Quantized LSTM¶

This tutorial describes how to create a quantized ML model with an LSTM layer and run it on an embedded device.

In this tutorial, we investigate the keyword_spotting_numbers model which is based on a custom CNN+LSTM architecture. The model classifies the keywords: “zero” through “nine”. This model has an LSTM layer which analyzes the time-dependencies that are inherent to the input audio samples.

This tutorial focuses on how to create an LSTM model that can be properly quantized and run on an embedded device.

Quick Links¶

keyword_spotting_numbers - Pre-trained and quantized CNN+LSTM model that classifies the keywords: “zero” through “nine”
Model Quantization Tips - Tutorial providing tips on how to gain better quantization for your model
Understanding LSTM Networks - Overview of how LSTM networks work

Key Takeaways¶

return_sequences=True in the tf.keras.layers.LSTM layer config
batch_size=1 when quantizing with the TfliteConverter
Use the TF-Lite Quantization Debugger to determine which layers are not quantizing well
Normalize the model input data so it is centered around 0.0.
Use the BatchNormalization and LayerNormalization layers to center the activations around 0.0
LayerNormalization at the input and output of the LSTM layer is critical to ensure accurate quantization

About LSTMs¶

An LSTM (Long Short-Term Memory) layer is a recurrent neural network (RNN) layer that learns long-term dependencies between time steps in time series and sequence data.
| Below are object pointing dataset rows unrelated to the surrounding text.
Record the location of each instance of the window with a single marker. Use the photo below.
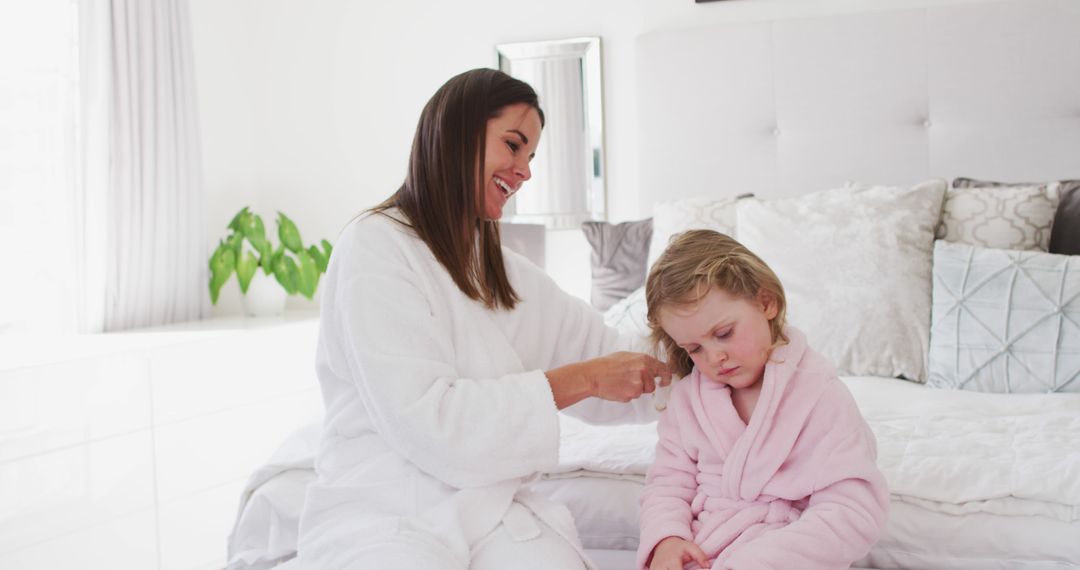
(38, 136)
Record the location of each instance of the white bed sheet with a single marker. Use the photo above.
(999, 491)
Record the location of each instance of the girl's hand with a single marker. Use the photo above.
(673, 552)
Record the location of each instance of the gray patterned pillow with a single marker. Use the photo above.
(1065, 235)
(1004, 321)
(1010, 216)
(618, 260)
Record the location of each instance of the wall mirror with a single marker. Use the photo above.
(567, 185)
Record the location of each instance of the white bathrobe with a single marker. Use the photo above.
(439, 414)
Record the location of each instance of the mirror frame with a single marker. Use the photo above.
(588, 52)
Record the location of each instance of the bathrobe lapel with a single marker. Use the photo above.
(785, 403)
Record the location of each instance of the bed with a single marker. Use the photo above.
(950, 304)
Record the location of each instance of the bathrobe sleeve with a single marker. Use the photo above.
(848, 506)
(671, 483)
(388, 322)
(565, 329)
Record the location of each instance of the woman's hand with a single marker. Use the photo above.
(673, 552)
(619, 377)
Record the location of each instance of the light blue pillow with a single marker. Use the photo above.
(1004, 321)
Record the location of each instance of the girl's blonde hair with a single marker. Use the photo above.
(693, 263)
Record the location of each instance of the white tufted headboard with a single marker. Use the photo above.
(987, 90)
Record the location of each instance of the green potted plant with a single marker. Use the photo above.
(294, 267)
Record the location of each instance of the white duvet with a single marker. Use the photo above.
(949, 452)
(954, 452)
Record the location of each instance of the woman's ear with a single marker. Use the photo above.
(769, 304)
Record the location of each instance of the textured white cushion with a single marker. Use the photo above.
(677, 216)
(1003, 217)
(855, 263)
(630, 315)
(1004, 321)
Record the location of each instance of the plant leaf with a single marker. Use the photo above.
(288, 234)
(245, 270)
(308, 274)
(286, 272)
(319, 257)
(221, 265)
(235, 242)
(238, 221)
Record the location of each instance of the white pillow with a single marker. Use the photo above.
(1004, 321)
(1003, 217)
(630, 315)
(855, 265)
(677, 216)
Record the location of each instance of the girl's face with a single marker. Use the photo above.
(727, 337)
(511, 144)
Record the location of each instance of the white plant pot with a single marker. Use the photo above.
(265, 297)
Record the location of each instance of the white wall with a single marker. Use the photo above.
(309, 106)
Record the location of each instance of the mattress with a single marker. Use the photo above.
(976, 480)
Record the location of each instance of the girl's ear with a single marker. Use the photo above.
(769, 304)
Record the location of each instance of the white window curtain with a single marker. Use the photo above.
(140, 203)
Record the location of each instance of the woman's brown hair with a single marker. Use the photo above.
(439, 198)
(693, 263)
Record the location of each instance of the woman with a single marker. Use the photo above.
(443, 361)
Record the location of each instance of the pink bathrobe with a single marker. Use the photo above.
(797, 488)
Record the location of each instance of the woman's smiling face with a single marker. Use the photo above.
(511, 141)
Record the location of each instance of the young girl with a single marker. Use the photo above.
(764, 461)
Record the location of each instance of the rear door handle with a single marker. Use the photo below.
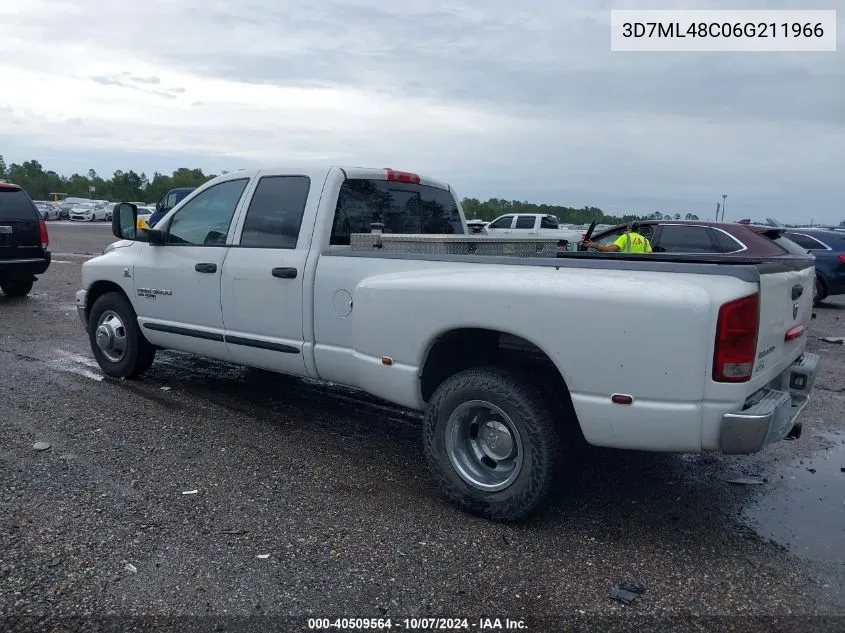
(284, 273)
The layer performs additive interactions, which can help improve gradient flow over long sequences during training.

LSTMs are predominantly used to learn, process, and classify sequential data. Common LSTM applications include sentiment analysis, language modeling, speech recognition, and video analysis.

An LSTM unit consists of a cell, an input gate, an output gate, and a forget gate. An LSTM unit can be considered as a layer of neurons in a traditional feedforward neural network, with each neuron having a hidden layer and a current state.

For more details, refer to the following document: Understanding LSTM Networks.

Quantizing an LSTM Model¶

There are many examples that demonstrate how to generate a .tflite from an LSTM model, e.g.:

While these models have high accuracy with float32 weights, many times their accuracies are severely reduced when quantized with int8 weights.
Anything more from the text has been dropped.